Well, until we get to season two, episode 18, that is, then, because it suits a particular story ark this is thrown out of the window, suddenly the queen is able to control the Sheriff using the heart she extracted years ago while in the Enchanted Forest. Okay you may say, but the curse was lifted at the end of season one, magic can exist. And you’d be right, well done for concentrating… except we are in flashback mode, back to way before our story begins and the curse is lifted. So now we are in a universe where the rules say magic doesn’t exist, but somehow the mayor can control the Sheriff by whispering onto his heart… pretty magical if you ask me. Bad enough, but the deal breaker for me is the extended implicates of this, and how this makes a mockery of everything else that happens, and why, if you break the rules you defined, you ruin everything.

When Emma comes to town , season one, episode one, the Sheriff makes her his deputy, the Mayor is not happy, and does everything she can to get rid of Emma. Except we now know she could have just got out the heart and told the Sheriff to run her out of town. If you can control the Sheriff why allow any of the events of season one, why let him find your vault, or fall in love with Emma, you own his heart! And if that magic exists, what else will suddenly be “allowed” because it suits you?

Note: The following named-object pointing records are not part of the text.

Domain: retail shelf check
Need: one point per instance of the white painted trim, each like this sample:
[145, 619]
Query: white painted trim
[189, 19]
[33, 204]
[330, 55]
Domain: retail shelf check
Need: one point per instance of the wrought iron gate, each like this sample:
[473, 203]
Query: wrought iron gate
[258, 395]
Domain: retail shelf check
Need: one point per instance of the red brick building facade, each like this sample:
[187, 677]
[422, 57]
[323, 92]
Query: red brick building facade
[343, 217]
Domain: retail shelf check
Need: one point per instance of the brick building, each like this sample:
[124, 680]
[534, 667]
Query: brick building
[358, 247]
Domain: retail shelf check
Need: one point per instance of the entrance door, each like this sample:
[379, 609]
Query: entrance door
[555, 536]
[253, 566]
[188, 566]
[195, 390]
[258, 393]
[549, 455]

What’s particularly annoying here is its avoidable and lazy. They could easily have found a different way to resolve this story line, using magic was the quick fix, as it so often is. Not sure how to jump from one time line to another, or defeat the supposedly unkillable monster, oh here’s a magic sword we forgot to mention earlier, or “oh that rule doesn’t apply now/here”.

When Sci-fi/fantasy is done well it can be tremendous fun, but make someone only be able to fly/disappear/move objects etc. only when it suits the story, no thank you. Create a world, set the rules, then stick to them, and if you don’t, you’d had better think through the consequences.